Two cross-cutting systems hold this together:
  • Nomad schedules the container onto a host in the requested region, manages the allocation, scales it to zero on pause, and back to one on resume.
  • Consul is the service registry: every sandbox is registered for service discovery, with metadata labels for owner identification.

How the pieces fit together

Two things worth calling out: Sandboxes have their own host pool. They share Nomad and Consul with the rest of Brimble, but the hosts that actually run sandbox containers are pinned to the sandbox pool. That separation matters for two reasons: a heavy sandbox can’t crowd out a customer’s web service, and a sandbox compromise’s blast radius stops at the pool boundary. Provisioning is asynchronous from the create request. Creating a sandbox returns immediately with status: "starting"; the sandbox isn’t usable until the container is up. The SDK’s createReady / getReady helpers wait for the flip for you; in the dashboard, the status chip updates on its own.

Life of a sandbox

Walking through one sandbox from request to destroy.

1. Create request

The create request (SDK call, dashboard form, or raw API hit) arrives with a template, optional region, optional specs, and optional persistence flags. Brimble validates it synchronously:
  • The template exists.
  • The region is allowed for the caller’s plan (free-plan accounts can’t pick paid regions).
  • The workspace’s spending limit isn’t exceeded.
  • The caller isn’t past their per-plan sandbox concurrency cap.
  • If fromSnapshot is set, the snapshot belongs to the caller and is ready.
Any check failing returns a clear error. Otherwise the response comes back in under a second with status: "starting" and the sandbox ID.

2. Provisioning

The provisioner takes over and:
  • Resolves the template (or the snapshot’s image, if restoring) to a concrete container image.
  • Schedules a Nomad job in the sandbox host pool with the requested specs, network mode, and optional persistent volume.
  • Waits for the container to come up. If it doesn’t reach running state within a few minutes, the sandbox is cleaned up and marked failed.

3. Container starts under sandboxed runtime

Each sandbox container runs under gVisor in production, a user-space kernel that intercepts syscalls and reimplements them in a memory-safe Go process. Practical security wins:
  • Syscalls go through gVisor before they reach the host kernel.
  • Linux capabilities are stripped on the container.
  • no-new-privileges is set, blocking setuid escalation.
  • A hard process-count cap prevents fork bombs.
  • The container can’t reach the underlying host’s identity or credentials surface.
The container’s network mode depends on the sandbox config: by default, normal outbound network; if blockOutbound: true was passed, outbound traffic is denied by a CNI policy.

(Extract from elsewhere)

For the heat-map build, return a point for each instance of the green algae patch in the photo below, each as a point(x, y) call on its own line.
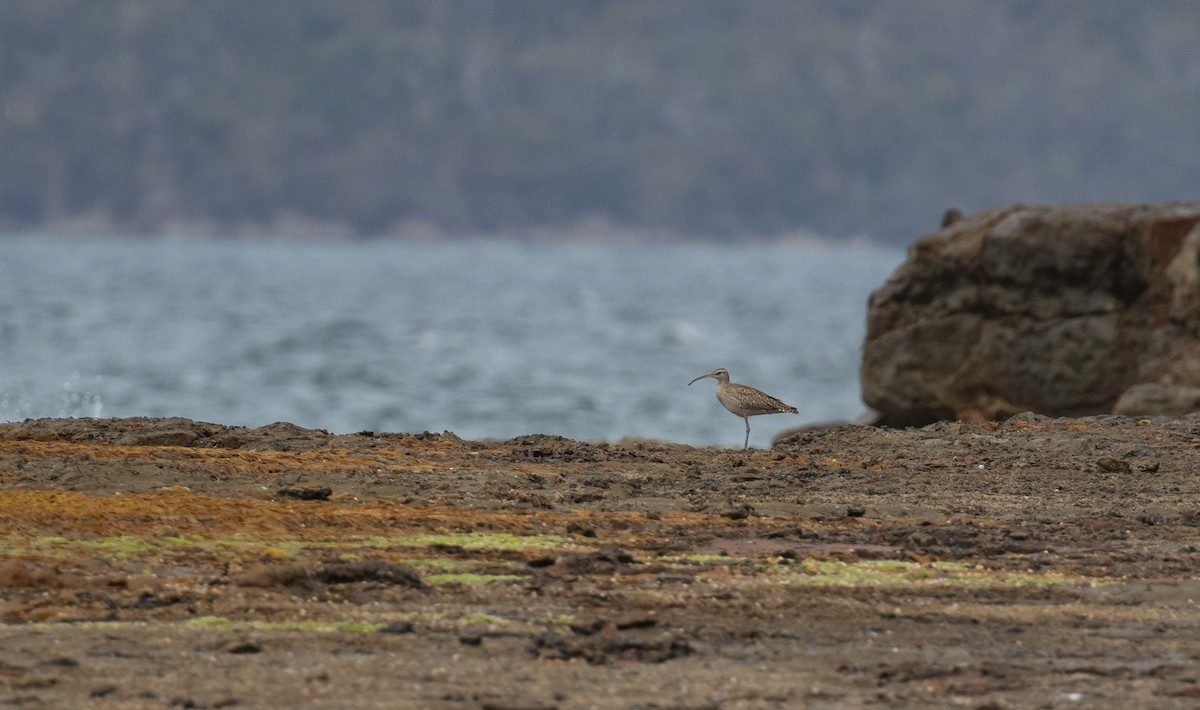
point(501, 541)
point(125, 546)
point(898, 572)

4. Storage attaches (if requested)

  • Ephemeral sandboxes get a scratch disk sized by the specs.disk value (GB). It’s cleaned up when the allocation goes away.
  • Persistent sandboxes (created with persistent: true or volumeId) get a CSI-backed volume mounted at the sandbox’s workspace directory. Single-writer attachment, sized at create time.
The volume’s lifecycle is independent of the sandbox: pausing scales the container down but keeps the volume attached; destroying detaches the volume but doesn’t delete it. The user can attach the same volume to a future sandbox by passing its volumeId.

5. Sandbox goes ready

Once the container is up, the sandbox flips to ready and the API starts accepting runtime operations: exec, code, file read/write, pause, snapshot.

6. Operations run

  • exec / code run a command or snippet inside the container and stream stdout/stderr back. Each call is bounded by a timeout (default 30s, capped at 300s).
  • File operations stream bytes in and out. A per-file size cap keeps a bad call from filling the host.
  • pause stops the container, releasing CPU and memory. The persistent volume (if any) stays attached.
  • resume starts a fresh container and reattaches the same volume.
Pause and resume produce different container instances. Anything written to ephemeral disk between the previous start and the pause is gone on resume; anything on a persistent volume survives.

7. Destroy

Manual destroy, auto-destroy timeout, max-lifetime, oneShot-exit, or stuck-starting cleanup, any of these end the same way: the container is stopped, the persistent volume (if any) is detached but not deleted, and the sandbox’s status becomes destroyed.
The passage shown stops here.